Example: course to improve skills and knowledge
Frank is an apprentice metal machinist. He works in a factory and attends technical college to undertake his apprenticeship course for 2 consecutive days each fortnight.
Frank's employer's pay for his course fees but they don't pay for any of his other expenses. Frank travels from his home to the technical college by public transport and buys the textbooks he needs for his apprenticeship course.
Frank can claim a deduction for the cost of taking public transport to and from his home to the technical college and for the cost of his textbooks. The course Frank is taking improves the skill and knowledge he requires for his current duties. The course will also result in an increase in pay from his current employment.
Frank can't claim a deduction for the course fees because he doesn't incur the cost. His employer pays for the course fees directly.End of example
Example: course doesn't have connection with current duties
Paolo works on a production line in a factory. He has recently arrived from overseas and is doing a language course to improve his English speaking skills. Paolo's enrols in the course after encouragement from his employer.
Paolo can't claim a deduction for the costs of this course. The course doesn't relate to his current income-earning activities. Even though Paolo's employer encourages him to enrol in the course, the expenses are private. The course is too general.End of example
You can claim for the cost of seminars, conferences and training courses that relate to your work as a factory worker.
The costs you can claim includes fares to attend the venue where the seminar, conference or training course is held and registration costs. If you need to travel and stay away from home overnight to attend such an event, you can also claim the cost of accommodation and meals.
You may not be able to claim all of your expenses if attending a seminar, conference or training course is for both work-related and private purposes. If the private purpose is incidental, such as a catered lunch or a reception for delegates, you can still claim all your expenses. However, if the main purpose is not work-related, such as attending a conference while on a holiday, you can only claim the direct costs. Direct costs include the registration costs.
Where you have a dual purpose for attending the seminar, conference or training course, for example you add a holiday of one week to a training course that runs for one week, then you can only claim the work-related portion.
Example: work-related training course
Ethan works as a production manager in a factory producing solar panels. He attends a 5 day training course in Sweden dealing with how to reduce the environmental impact of manufacturing solar panels and the cost efficiencies it creates.
Ethan's employer pays for the training and his flights to Sweden but Ethan pays for his accommodation and meals while he is there.
Ethan arrives the night before the course commences and travels home the day after it finishes.
Ethan can claim a deduction for the cost of his accommodation and meals while he is in Sweden attending the training course.
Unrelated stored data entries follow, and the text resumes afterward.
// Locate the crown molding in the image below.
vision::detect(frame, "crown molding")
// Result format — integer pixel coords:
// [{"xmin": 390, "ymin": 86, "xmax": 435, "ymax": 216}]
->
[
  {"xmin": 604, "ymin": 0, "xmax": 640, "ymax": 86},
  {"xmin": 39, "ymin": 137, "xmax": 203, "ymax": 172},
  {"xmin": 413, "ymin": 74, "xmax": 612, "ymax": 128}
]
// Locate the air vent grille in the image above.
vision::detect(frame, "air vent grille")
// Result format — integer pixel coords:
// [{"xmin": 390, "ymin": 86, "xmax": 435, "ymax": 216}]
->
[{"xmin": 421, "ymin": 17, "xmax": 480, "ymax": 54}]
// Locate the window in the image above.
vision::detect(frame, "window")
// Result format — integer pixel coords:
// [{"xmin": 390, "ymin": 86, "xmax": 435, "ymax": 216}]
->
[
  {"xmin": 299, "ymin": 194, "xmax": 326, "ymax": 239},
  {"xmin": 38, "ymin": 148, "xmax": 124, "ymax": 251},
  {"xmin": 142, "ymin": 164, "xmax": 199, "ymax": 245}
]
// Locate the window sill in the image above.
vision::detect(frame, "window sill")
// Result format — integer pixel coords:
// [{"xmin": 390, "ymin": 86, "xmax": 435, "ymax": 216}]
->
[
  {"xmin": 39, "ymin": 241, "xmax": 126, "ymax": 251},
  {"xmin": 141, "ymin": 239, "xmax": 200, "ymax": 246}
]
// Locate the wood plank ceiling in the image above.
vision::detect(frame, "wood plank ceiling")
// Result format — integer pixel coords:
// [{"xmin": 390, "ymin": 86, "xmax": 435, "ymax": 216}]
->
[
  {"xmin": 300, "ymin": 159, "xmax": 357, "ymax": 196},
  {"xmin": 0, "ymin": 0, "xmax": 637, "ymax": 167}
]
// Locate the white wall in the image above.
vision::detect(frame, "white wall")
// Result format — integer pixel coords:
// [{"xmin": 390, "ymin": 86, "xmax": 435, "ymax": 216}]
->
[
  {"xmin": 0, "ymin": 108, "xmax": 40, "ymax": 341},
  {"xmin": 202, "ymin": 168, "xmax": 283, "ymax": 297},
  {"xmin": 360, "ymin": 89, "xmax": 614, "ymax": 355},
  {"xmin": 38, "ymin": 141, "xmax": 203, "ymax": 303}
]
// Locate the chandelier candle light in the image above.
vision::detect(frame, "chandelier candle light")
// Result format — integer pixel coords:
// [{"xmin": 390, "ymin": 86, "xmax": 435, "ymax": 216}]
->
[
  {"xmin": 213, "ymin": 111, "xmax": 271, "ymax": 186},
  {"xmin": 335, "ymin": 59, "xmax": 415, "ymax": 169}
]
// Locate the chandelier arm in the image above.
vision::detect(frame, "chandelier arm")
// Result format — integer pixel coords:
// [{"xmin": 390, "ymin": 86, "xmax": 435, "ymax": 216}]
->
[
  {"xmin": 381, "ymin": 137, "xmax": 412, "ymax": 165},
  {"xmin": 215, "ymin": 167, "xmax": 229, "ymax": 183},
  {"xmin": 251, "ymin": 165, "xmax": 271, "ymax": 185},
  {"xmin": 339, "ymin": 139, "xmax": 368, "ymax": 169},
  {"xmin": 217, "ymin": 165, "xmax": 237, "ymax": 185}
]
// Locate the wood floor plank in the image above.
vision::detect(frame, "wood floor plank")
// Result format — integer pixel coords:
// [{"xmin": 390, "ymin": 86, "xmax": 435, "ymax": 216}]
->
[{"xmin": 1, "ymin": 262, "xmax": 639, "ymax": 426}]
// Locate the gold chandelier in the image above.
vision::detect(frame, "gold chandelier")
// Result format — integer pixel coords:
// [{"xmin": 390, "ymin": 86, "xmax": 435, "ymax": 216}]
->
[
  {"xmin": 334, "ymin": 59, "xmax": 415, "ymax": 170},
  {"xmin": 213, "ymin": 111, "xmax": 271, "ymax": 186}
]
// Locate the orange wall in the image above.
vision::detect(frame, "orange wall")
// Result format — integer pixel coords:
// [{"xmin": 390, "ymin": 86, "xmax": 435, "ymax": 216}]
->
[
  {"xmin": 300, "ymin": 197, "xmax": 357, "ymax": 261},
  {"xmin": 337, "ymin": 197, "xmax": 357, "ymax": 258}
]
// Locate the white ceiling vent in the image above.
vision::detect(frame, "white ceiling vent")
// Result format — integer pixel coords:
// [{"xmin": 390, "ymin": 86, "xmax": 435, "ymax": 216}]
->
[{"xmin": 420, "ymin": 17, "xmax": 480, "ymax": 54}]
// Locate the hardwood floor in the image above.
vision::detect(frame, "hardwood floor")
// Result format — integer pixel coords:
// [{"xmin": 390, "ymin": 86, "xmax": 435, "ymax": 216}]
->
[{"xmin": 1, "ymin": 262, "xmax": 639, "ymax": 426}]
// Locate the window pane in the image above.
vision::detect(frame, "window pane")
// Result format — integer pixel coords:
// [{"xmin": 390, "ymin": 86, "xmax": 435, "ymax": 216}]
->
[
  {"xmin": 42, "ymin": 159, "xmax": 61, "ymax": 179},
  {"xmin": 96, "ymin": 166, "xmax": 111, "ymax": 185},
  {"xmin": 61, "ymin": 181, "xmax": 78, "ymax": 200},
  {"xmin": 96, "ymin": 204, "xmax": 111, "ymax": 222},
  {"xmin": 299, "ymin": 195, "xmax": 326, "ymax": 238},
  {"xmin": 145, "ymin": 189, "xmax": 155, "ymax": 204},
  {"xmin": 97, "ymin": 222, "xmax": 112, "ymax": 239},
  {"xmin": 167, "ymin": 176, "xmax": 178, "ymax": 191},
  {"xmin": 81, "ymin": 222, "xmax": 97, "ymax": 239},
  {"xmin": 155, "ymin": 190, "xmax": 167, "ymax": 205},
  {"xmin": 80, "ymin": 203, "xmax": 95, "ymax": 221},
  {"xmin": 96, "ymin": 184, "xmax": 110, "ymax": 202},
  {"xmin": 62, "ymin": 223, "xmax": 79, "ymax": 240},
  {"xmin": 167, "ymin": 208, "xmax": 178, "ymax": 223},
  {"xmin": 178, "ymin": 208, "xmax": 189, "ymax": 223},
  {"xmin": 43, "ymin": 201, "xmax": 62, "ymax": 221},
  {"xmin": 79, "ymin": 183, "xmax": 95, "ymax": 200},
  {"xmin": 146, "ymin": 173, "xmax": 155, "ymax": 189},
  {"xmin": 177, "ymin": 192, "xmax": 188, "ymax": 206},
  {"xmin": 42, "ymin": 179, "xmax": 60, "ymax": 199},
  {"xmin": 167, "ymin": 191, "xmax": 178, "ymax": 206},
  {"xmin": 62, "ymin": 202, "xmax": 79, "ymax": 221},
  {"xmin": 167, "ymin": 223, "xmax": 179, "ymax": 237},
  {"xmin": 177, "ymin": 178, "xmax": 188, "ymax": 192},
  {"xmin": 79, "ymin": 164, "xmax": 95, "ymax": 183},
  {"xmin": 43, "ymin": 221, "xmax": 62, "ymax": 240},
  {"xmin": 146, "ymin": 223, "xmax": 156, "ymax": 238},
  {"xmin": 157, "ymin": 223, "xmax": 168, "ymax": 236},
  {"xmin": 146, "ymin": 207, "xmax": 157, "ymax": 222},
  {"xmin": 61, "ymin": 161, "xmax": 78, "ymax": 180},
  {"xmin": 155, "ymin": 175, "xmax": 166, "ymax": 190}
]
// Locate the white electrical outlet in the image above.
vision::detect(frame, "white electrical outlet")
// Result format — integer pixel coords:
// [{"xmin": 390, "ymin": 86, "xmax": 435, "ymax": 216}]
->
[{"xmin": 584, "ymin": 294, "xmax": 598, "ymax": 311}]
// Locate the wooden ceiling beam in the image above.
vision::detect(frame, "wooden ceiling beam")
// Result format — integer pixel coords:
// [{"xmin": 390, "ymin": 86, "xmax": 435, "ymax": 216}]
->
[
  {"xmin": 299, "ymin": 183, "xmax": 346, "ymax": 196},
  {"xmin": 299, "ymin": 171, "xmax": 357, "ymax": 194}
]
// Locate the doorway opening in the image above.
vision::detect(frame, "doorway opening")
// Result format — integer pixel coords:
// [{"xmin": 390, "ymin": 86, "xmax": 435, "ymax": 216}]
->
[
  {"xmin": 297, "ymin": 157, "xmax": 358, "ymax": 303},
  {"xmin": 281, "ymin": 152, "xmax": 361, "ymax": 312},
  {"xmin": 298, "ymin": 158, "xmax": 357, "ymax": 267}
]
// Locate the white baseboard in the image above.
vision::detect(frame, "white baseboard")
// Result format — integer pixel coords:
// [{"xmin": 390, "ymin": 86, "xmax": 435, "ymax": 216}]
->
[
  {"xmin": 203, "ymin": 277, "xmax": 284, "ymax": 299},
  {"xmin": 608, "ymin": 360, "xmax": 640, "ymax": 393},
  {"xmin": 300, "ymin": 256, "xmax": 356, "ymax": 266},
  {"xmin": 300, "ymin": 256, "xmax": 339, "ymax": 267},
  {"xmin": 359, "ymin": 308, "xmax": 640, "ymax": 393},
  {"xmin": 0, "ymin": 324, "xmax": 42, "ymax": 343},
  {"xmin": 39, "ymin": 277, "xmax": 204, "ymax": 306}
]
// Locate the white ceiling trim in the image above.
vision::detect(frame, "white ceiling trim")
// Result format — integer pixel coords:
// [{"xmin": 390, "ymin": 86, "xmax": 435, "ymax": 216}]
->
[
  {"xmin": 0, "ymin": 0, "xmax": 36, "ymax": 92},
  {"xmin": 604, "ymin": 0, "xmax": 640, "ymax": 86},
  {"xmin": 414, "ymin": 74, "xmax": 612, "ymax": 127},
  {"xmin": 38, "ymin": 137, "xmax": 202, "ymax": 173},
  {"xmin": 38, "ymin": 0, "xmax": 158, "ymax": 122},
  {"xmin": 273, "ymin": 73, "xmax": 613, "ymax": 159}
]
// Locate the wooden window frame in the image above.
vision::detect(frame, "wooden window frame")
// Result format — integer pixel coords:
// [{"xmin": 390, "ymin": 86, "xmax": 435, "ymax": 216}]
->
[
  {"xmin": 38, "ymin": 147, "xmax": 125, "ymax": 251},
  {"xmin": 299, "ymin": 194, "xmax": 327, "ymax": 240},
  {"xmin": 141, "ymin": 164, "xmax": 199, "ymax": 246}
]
The course relates to his current duties as a production manager in a solar panel factory and his sole purpose for the travel to Sweden is to attend the course.
Ethan can't claim a deduction for the cost of the training or his flights because he did not incur that cost. His employer pays for those expenses directly.End of example
You can claim a deduction for the cost of logbooks, diaries, pens and notepads that you buy and use for work-related purposes.